What I think is interesting is the negative approach of Law and Right in that document. Where a western document will say that authority has competencies to judge such issues, they go by that issue cannot be judge by any other authority. (see S9 art 43 as example).

Mike, we can argue long time and you know that. There is whole bunch of layers working on that at ICRC.
Unfortunately, I am not in position (I do not have access to all my material) to come with illustrated argument. But the detention of terrorist without status, either or comon right or prisoner of war is a denial of the Geneva Convention.
Also, the absence of compensation for the individuals that were not recognised guilty of any crimes. This is in opposition with Geneva Convention.
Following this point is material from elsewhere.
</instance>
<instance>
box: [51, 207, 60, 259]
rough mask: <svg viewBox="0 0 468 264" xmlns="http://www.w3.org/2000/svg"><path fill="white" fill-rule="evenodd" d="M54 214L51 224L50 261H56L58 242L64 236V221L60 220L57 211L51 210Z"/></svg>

I would say Geneva Convention it self (1949) and the 4th protocol on civilian populations.

My point is that if you want to take for strategic base of you legitimacy the rule of law then you have to apply rule of law. If you declare that Rule of Law is what you promote, then you have to apply it also.
If you start, even one time to argue that you will not apply the Geneva Convention to one category of population and purposely do it without legal frame work then you create a precedent. In Anglo Saxon law, if I do not mistake, the custom prime on the law. So if you introduce a new custom then you create a new legacy. That you may or may not formalise by a normative act as a law. But still you do introduce a legal practice and then endorse it.